=============================================================
- Synopsis
=============================================================
- The Exponential Function
=============================================================
- The Report
=============================================================
- Appendix
  - A. A Brief Introduction To The Exponential Function
  - B. Code Chunks
=============================================================
- References

=============================================================

Synopsis¹

In this project, we will explore the exponential function in R. We will investigate the distribution of averages of exponential functions, taking a sample size of 40 and running 1000 simulations using the rexp() function. We will compare the theoretically expected value and variance of the distribution with the results of our simuations, and investigate whether the distribution is approximately normal.

=============================================================

The Exponential Function

The general exponential function can be represented as \(f(x) = a^x\), where \(a\) is any value greater than 0. For more information on the exponential function please go to Appendix - Section A.

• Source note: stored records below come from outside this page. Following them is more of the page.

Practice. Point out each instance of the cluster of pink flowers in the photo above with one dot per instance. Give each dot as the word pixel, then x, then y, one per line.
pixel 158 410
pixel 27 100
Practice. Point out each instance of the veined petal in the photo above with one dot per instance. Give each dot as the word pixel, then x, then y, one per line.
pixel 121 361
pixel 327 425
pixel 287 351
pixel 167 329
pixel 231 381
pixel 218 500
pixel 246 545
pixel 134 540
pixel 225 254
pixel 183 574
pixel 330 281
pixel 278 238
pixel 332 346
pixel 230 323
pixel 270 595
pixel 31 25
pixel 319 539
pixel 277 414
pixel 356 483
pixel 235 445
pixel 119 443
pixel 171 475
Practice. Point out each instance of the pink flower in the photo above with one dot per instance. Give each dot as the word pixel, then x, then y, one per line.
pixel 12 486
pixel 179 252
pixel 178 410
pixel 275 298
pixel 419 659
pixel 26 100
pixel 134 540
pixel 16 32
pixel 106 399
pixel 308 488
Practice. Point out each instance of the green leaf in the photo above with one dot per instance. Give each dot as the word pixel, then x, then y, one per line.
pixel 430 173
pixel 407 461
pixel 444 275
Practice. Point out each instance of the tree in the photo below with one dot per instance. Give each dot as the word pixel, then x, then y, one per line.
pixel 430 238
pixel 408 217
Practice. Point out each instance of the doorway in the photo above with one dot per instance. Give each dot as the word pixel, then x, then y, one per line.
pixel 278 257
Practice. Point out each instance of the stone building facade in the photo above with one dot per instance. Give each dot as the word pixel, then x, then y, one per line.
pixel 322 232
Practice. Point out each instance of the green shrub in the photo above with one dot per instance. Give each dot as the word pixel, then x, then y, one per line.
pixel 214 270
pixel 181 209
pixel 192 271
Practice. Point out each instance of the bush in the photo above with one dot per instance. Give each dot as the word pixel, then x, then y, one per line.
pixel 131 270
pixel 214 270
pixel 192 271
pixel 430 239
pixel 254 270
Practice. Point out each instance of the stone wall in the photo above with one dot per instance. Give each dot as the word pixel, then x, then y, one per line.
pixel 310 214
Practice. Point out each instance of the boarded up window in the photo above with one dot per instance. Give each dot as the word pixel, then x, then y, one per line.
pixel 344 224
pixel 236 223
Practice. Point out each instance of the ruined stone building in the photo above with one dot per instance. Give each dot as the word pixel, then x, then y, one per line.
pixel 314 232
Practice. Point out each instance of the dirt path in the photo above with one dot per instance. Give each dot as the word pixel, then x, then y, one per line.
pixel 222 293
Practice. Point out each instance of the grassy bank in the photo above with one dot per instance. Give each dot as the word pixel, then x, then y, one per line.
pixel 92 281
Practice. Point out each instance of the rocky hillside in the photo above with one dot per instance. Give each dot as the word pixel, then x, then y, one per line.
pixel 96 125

=============================================================

The Report

1. Theoretical Mean vs. Sample Mean

The expected value of the distribution of averages of samples of exponential functions (i.e., the theoretical mean of the sampling distribution) is equal to the population mean(\(\mu\)). For an exponential function with \(rate = \lambda = 0.2\), the mean is \(\mu = 1/\lambda\).

Thus, the theoretical mean of the distribution is 5.

Now, let’s take the mean of the averages of 1000 samples of 40 exponential functions (i.e., the sample mean of the sampling distribution). We will perform the simulation in R.

The sample mean is 4.97.

As we expected, the value of sample mean is very close to the value of the theoretical mean.

We can illustrate this by simulating the above distribution, and comparing its sample mean and the theoretical mean.

2. Theoretical Variance vs. Sample Variance

Population Variance vs. Sample Variance:

The sample variance is considered to be an unbiased estimator of the population variance. This means that the distribution of the variances of multiple samples will be centred at the population variance.

In order to test this, let’s compare the population variance(\(\sigma^2\)) of an exponential function with \(rate = \lambda = 0.2\) and \(\sigma = 1/\lambda\). The population variance comes to \(\sigma^2 = 25\).

Now, for the sample variance, let’s take the average of 1000 variances of 40 exponential functions. This comes to \(s^2 = 25.14\).

Thus, the sample variance is centred very close to the population variance, which is as we expected. Let’s illustrate the distribution of the sample variances, and the population and sample variances, in the form of a plot.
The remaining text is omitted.